Clarifiying the semantics of ptrtoint

During the recent discussion on clarifying non-integral pointer types, I noticed that ptrtoint is extremely underspecified. The current LangRef wording just says

The ‘ptrtoint ’ instruction converts value to integer type ty2 by interpreting the pointer value as an integer and either truncating or zero extending that value to the size of the integer type. If value is smaller than ty2 then a zero extension is done. If value is larger than ty2 then a truncation is done. If they are the same size, then nothing is done (no-op cast ) other than a type change.

This is probably fine for most architectures where a pointer representation is just the address (although it might be a bit more interesting if you are using the high bits for extra metadata). However, with non-integral pointers we really need to clarify what this conversion does.
Which of the following behaviours should ptrtoint use if we have something like a fat pointer struct of four i64s { base_addr; max_addr; offset; flags}:

  1. Return the bitwise representation of the fat pointer as if we had stored it to memory as a ptr addrspace(N) and loaded back as i256
  2. Return the underlying address of the pointer, so in this case base_addr+offset.
  3. Something else?

One problem with option 1 that I see when looking at the latest C standard draft

Two pointers compare equal if and only if both are null pointers, both are pointers to the same object (including a pointer to an object and a subobject at its beginning) or function, both are pointers to one past the last element of the same array object, or one is a pointer to one past the end of one array object and the other is a pointer to the start of a different array object that happens to immediately follow the first array object in the address space

And the icmp eq ptr semantics since right now say:

If the operands are pointer typed, the pointer values are compared as if they were integers.

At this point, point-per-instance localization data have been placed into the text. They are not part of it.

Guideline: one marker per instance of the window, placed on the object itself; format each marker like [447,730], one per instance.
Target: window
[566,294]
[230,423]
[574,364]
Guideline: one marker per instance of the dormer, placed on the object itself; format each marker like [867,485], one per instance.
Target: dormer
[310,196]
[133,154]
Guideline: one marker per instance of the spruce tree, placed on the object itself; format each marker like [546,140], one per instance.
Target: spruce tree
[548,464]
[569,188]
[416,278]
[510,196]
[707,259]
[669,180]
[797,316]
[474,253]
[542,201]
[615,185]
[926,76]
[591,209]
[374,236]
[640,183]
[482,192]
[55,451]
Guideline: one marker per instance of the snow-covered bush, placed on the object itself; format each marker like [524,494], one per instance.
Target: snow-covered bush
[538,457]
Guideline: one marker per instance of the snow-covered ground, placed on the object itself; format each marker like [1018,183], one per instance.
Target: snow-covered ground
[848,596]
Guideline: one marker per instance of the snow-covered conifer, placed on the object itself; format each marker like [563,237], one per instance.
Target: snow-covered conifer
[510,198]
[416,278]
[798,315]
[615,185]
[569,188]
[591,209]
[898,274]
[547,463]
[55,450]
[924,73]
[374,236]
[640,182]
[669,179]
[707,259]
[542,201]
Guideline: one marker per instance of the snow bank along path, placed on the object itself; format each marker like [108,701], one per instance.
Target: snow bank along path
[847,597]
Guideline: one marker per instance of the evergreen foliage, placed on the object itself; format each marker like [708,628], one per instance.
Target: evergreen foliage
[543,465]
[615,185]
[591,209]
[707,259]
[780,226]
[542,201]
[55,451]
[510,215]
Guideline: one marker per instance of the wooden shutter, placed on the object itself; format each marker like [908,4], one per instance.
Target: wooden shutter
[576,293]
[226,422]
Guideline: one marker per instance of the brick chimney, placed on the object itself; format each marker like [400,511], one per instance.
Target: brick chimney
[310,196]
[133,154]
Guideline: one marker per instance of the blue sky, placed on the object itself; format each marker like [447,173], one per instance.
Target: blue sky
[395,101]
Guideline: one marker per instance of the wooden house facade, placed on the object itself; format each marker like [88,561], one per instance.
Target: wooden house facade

This suggests to me that icmp eq ptr %a, %b is equivalent to icmp eq i64 ptrtoint(%a), ptrtoint(%b) and if we want icmp to behave as defined by the C standard we must compare the underlying address here instead of the full bitwise comparison (which would always return false for fat pointers to adjacent objects). As far as I can tell this C requirement also does not hold for MTE tagged pointers where adjacent objects use different MTE tags and thus compare different despite having the same address.

My mental model of ptrtoint so far has been option 2, i.e. discard all metadata and return the underlying address. I will upload a PR to update the LangRef to clarify ptrtoint (and icmp eq/ne ptr) once we have consensus on the desired semantics.

The main challenge I see with using the underlying address is that we don’t currently have a datalayout property for the address range of pointers and would need to add this for fat pointers. In the CHERI world we have been able to get by with using the index width (as that always happens to match the address range), but I believe AMDGPU fat pointers have a 48-bit address range with a 32-bit index. The simplest solution to this problem would be adding another datalayout component after the index width (I originally proposed this in ⚙ D135158 [DataLayout] Introduce DataLayout::getPointerIntegralSize(AS) but that review stalled).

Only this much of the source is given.